# Mosquito 6/21 NOAA open bass ~ 23 spots remain



## Nipididdee (Apr 19, 2004)

Picked up a touch this week!

If you are in the running for one of the eight spots towards the BassFanArmy Weekend Warrior race, for a FREE shot at $25,000, don't get shut out of the capped field!!!
http://www.dobass.com/100PERCENT.html

Credit card payments are OPEN as of this post for this event, scroll the rules ...after you read them!

Summer Mosquito bite will be full tilt boggie in just a few days with the heat, ENTRIES received during this time could close this field!!!

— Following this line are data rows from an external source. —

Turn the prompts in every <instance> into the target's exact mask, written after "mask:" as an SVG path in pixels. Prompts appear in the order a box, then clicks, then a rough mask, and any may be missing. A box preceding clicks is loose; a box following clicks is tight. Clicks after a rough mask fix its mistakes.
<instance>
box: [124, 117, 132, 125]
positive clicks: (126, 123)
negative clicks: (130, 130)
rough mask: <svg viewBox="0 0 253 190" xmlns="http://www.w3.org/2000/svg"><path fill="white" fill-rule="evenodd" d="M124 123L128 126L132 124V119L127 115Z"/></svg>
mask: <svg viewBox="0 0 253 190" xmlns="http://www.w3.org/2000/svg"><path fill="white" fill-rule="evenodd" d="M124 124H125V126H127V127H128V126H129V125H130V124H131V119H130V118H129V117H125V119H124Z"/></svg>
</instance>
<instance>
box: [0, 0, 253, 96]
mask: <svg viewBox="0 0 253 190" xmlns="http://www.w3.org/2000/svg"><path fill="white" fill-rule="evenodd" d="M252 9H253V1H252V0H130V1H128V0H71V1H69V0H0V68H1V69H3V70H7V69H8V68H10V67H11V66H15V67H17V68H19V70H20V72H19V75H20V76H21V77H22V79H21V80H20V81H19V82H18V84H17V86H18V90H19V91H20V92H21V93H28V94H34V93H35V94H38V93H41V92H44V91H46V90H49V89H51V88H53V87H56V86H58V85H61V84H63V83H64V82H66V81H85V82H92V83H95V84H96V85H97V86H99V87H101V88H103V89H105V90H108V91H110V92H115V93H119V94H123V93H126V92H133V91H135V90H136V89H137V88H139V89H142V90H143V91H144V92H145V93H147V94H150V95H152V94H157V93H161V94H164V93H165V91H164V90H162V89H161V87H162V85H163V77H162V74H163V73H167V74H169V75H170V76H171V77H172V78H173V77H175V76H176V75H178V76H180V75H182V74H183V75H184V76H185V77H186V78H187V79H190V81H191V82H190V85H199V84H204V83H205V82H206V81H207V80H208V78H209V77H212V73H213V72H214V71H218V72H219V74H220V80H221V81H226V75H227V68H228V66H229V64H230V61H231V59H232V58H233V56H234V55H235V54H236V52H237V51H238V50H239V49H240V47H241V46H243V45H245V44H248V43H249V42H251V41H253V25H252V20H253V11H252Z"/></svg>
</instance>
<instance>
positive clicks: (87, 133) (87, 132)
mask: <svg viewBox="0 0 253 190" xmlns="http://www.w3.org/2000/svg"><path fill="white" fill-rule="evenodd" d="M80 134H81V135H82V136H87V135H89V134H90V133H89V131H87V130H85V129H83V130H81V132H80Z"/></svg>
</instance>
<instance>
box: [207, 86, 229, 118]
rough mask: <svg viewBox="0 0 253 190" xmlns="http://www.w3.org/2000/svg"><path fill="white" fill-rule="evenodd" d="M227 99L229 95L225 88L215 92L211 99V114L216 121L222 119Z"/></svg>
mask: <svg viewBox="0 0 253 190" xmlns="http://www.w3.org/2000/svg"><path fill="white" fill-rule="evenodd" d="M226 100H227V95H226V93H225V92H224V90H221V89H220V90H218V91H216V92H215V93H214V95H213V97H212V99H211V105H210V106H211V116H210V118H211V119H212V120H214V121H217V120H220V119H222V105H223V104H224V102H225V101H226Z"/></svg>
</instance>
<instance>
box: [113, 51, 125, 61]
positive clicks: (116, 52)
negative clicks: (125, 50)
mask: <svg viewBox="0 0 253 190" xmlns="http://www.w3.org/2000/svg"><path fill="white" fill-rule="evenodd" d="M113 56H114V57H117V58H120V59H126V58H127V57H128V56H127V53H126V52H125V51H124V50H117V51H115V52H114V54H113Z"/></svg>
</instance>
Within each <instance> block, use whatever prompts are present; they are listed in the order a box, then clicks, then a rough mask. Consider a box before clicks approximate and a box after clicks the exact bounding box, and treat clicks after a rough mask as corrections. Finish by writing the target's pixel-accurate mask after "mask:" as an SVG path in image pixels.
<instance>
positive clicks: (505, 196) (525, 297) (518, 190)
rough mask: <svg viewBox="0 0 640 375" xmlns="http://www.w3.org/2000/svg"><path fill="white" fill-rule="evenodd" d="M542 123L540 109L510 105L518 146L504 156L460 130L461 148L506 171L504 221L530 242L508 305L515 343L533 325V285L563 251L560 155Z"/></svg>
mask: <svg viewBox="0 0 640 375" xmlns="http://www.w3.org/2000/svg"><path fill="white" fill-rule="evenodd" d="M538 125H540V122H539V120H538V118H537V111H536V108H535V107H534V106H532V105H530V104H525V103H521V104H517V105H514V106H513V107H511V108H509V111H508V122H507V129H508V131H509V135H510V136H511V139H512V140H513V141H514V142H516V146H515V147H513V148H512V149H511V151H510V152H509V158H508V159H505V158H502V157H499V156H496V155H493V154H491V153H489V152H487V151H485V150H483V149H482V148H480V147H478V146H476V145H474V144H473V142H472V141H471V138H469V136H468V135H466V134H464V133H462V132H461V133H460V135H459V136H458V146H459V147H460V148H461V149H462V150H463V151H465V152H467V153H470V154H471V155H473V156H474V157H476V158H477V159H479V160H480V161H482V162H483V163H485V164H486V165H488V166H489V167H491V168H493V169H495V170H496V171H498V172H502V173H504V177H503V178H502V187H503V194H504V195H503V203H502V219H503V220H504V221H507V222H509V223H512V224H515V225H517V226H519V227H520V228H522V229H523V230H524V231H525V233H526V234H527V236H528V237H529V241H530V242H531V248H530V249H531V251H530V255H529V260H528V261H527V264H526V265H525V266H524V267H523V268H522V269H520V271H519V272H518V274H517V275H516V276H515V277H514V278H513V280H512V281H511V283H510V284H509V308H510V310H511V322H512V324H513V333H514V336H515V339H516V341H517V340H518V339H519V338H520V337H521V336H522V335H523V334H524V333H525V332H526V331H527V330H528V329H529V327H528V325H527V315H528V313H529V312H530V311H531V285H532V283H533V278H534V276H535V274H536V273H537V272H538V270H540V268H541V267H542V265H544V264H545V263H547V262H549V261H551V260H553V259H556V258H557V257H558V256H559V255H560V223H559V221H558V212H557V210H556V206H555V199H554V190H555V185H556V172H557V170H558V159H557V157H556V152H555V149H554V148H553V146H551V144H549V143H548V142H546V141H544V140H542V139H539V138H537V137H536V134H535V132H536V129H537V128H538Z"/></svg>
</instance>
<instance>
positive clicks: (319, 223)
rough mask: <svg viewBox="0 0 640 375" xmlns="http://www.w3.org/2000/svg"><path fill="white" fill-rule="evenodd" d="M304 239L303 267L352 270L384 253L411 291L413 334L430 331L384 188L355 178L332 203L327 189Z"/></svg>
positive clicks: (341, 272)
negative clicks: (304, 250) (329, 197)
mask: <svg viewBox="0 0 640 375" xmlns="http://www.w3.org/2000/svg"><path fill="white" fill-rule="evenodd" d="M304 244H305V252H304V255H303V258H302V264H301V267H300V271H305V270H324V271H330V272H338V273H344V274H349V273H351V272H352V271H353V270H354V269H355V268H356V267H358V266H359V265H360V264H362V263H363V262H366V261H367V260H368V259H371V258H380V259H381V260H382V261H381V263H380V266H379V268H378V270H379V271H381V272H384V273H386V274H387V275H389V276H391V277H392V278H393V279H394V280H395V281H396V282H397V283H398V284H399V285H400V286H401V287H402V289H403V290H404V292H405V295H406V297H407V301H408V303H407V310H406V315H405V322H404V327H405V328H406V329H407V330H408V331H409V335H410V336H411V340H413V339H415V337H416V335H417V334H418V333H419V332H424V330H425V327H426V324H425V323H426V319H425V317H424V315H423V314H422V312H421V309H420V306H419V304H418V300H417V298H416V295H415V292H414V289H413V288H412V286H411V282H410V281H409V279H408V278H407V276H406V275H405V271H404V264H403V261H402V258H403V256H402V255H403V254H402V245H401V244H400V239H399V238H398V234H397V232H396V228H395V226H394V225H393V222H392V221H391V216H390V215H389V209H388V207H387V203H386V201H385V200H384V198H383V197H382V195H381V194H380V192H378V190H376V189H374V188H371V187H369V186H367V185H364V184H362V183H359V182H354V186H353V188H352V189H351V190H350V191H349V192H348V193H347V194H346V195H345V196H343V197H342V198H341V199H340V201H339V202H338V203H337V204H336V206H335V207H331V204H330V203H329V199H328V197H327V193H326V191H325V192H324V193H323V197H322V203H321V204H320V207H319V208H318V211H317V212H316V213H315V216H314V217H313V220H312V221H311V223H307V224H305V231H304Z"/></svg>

$12,000 to win in a qualifying Stratos on full field! A mere $6000 in a jonboat with a 25 horse!!!  

Get'em-

nip


----------



## goodday (Dec 24, 2004)

i went to look at the daily paid roster on dobass and i'm signed up as a partner and did'nt know it


----------



## Bassboy883 (Sep 27, 2005)

I'm already in too


----------



## ranger487 (Apr 5, 2005)

Bassboy883

Leave your frogs at home wont need them ..... 

Mark


----------



## Bassboy883 (Sep 27, 2005)

I think I'll a couple just in case


----------



## Bassboy883 (Sep 27, 2005)

Mark you should try and come down here sometime soon the bite is hot let me know I might be able to take you out.


----------



## Nipididdee (Apr 19, 2004)

One week later...down to 11 spots remaining

register online here- open for limited timeframes:
http://www.dobass.com/2008ONLINEPAYMENT/NOAA/RULES.html

nip


----------



## Nipididdee (Apr 19, 2004)

...7 to go! Hurry!!!


----------